If this picture - rather an elitist one - is right, what are the consequences for policy? It seems to me that the most obvious consequence is that we need to make sure that the most talented people's time is spent in a rational way. Firstly, it does not seem to me that they should spend time teaching students - their time is far too valuable for that. Overall, it's a bit strange that researchers are expected to teach since they really are two quite different jobs.

Let me offer an alternate conclusion. We don't have enough talented scientists to go around. Therefore, our highest priority should be inspiring and training more top-notch scientists. And that means that when somebody is known to be good, we should (A) put them in front of a room to inspire young people, and (B) have them work closely with junior scientists so that the younger scientists can see how very talented people think about problems.

There's a number of scientists who have had a whole string of phenomenally successful graduate students.
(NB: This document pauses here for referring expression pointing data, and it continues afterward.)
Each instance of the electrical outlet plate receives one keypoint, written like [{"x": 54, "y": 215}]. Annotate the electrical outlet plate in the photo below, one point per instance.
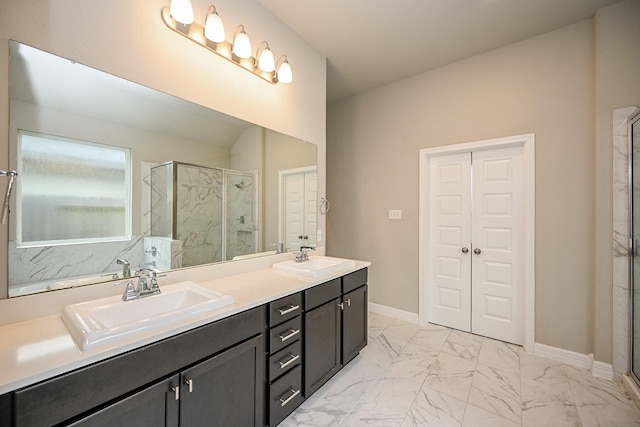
[{"x": 395, "y": 214}]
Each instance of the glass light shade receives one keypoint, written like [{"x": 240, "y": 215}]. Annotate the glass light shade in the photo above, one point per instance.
[
  {"x": 213, "y": 28},
  {"x": 182, "y": 11},
  {"x": 241, "y": 43},
  {"x": 284, "y": 72},
  {"x": 266, "y": 62}
]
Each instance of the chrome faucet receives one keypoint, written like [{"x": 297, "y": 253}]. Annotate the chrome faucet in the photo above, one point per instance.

In physics for instance, John Wheeler had a string of excellent students (including Feynman, Thorne, and Unruh.) Likewise, Dennis Sciama advised Hawking, Rees, David Deutsch, and more. In computer science, people like David Patterson and John McCarthy have had similar influence.

We don't really know how to teach or create scientific brilliance, and so the best we have is to take promising junior people, have them work as assistants to somebody really good, and hope that they pick up some of the habits and thought patterns that worked for their advisor.

Let me put down some evidence, instead of just-so-stories. Different countries do this differently. Europe, more than the United States, goes in for research institutes with paid professional staff and no students. The Max Plank Institutes, INRIA, and so forth, are a much bigger part of the European scientific system than the national laboratories are in the US. We, instead, have much more funding directed to academic faculty who combine their research with undergraduate teaching and graduate advising. My sense is that the US model is at least as effective, and maybe more so. It certainly is not a serious handicap to American science.

Comment author: IlyaShpitser 19 January 2014 07:52:08AM 0 points [-]

I like the Max Plank system a lot. I think the US would benefit by copying it.

Comment author: asr 19 January 2014 04:20:26PM 0 points [-]

I like the Max Plank system a lot. I think the US would benefit by copying it.

I have no direct personal experience with it. What do you like about it? What benefits do you think it offers and what are the drawbacks?